After growing up "on the wrong side of town with no money," Mr. Nielsen made a vow to himself to never be poor again. In college, on top of being a full-time student, he worked 40 hours and seven days a week, with jobs including a 55-mile paper route and the graveyard shift at an assembly line.

"Most of the time I was dead tired," says Mr. Nielsen. "I had no social life. Yet I was increasingly energized and inspired by the success I was achieving in college. I learned that this poor boy from Nebraska had more potential than I'd ever dreamed."

Fueled by his achievements and a powerful intrinsic desire to succeed, Mr. Nielsen eventually went on serve as CEO of Dallas-Fort Worth Medical Center, senior executive at VHA (now Vizient) and a professor/faculty member at several Texas universities. He attributes his successful career to numerous factors, including an unshakable work ethic, humble beginnings and numerous positive mentors. But most importantly, Mr. Nielsen says he was inspired.

Now, Mr. Nielsen says his passion is serving as a source of inspiration to others, and helping leaders across the healthcare industry refine their leadership skills and inspire their own employees.

Becoming an inspirational leader

In his book, Be an Inspirational Leader: Engage, Inspire, Empower, Mr. Nielsen emphasizes that one needn't be a "born leader" to be an inspirational leader. In fact, he basically dismisses the notion that born leaders exist at all. Instead, he says the traits that make an individual an exceptional leader can all be acquired from a combination of experience, formal leadership training and mentorship.

There are a few steps individuals can take to become an inspirational leader. The first is committing to your goal and making leadership development a lifelong habit. "On a daily basis, ask yourself what specific steps can I take to better engage and inspire people?" Mr. Nielsen says. Leaders who tailor their actions to the needs, desires and motivations of their employees become sources of inspiration.

Another essential practice: always seek opportunities to learn from others. Whether that comes in the form of enlisting a career coach, seeking numerous mentors or reading leadership books, one can always learn something new from others' experiences.

Why healthcare needs inspirational leaders

Numerous studies have reaffirmed the same sad finding: millions of Americans are not engaged in their work. Gallup's latest State of the American Workplace survey report indicates just 30 percent of the American workforce is engaged in their work, meaning 70 percent of workers are not reaching their full potential.
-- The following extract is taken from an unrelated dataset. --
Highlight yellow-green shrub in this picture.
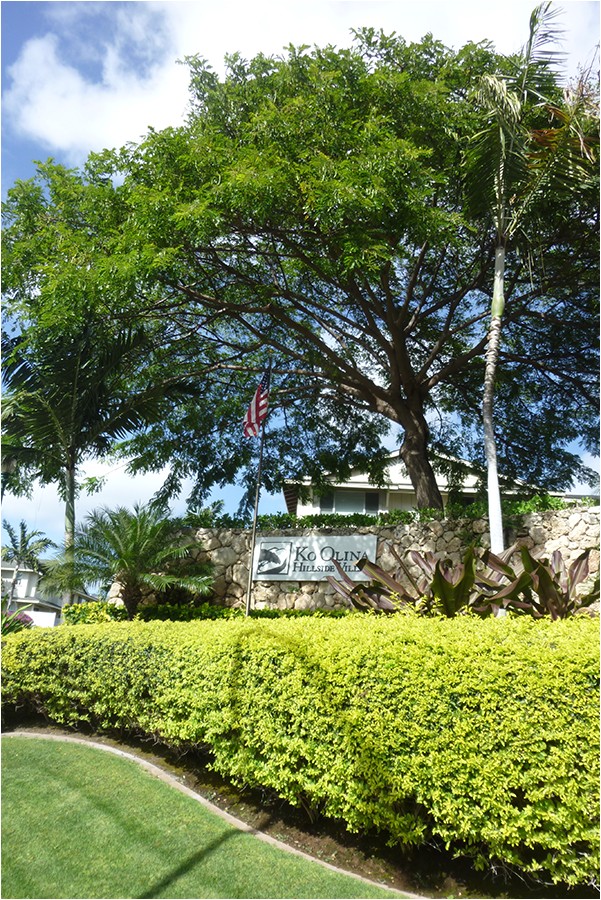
[3,616,599,884]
In healthcare, low engagement among clinical staff could contribute to poor patient outcomes and hurt the bottom line. While numerous factors influence employees' degree of engagement, inspirational leaders can help build it up and reawaken the sense of calling that first drew them into the field of healthcare to begin with.

According to Mr. Nielsen, inspirational leaders inherently promote engagement in the following ways.
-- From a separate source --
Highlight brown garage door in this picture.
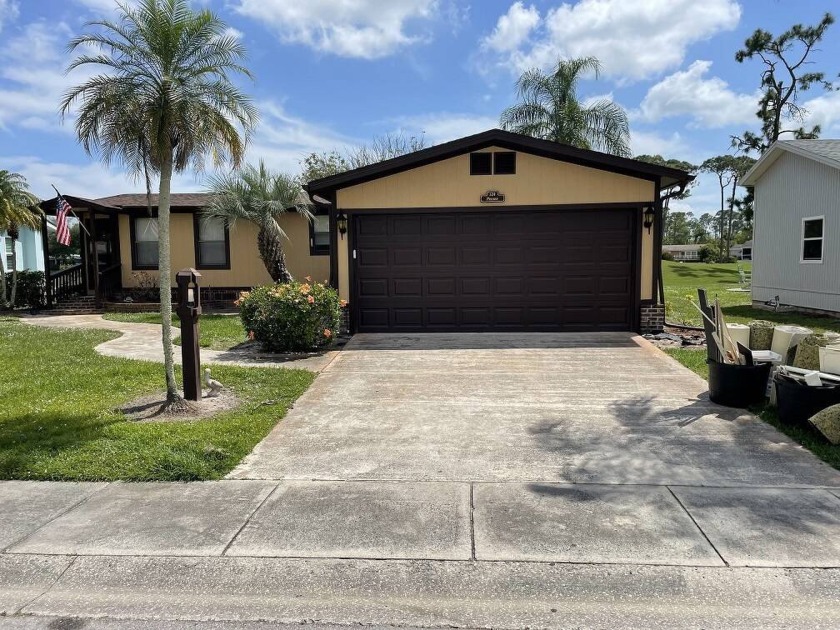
[351,209,636,332]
1. They engage people individually and collectively. "When you're looking at someone — whether they're your employee, patient or client — imagine they have a sign on their head that says 'engage me,'" says Mr. Nielsen. Leaders who successfully engage employees as individuals and in groups know how to tailor their communication based on the people, setting and situation. They don't speak in generics — they take the time to learn about those they lead and communicate in a way that will appeal to their personal drives and motivations.

2. They empower others. No matter one's position or status in the organization, inspirational leaders make sure each employee knows how he or she contributes to the greater organizational mission. They know that individuals feel empowered when they feel their work is meaningful.

3. They are authentic. In his book, Mr. Nielsen explains that inspirational leaders are distinguishable from their peers because they possess the following nine key traits: accountability, authenticity, desire to learn, approachability, responsiveness, flexibility, engaging, inspiring and empowering. Of these, Mr. Nielsen says authenticity is the most important.

"Authenticity is the foundation of all true success and highly successful leadership," he says. "It doesn't take long to identify true authenticity or the opposite. People can tell in a New York minute if you're a phony, and people don't trust phonies."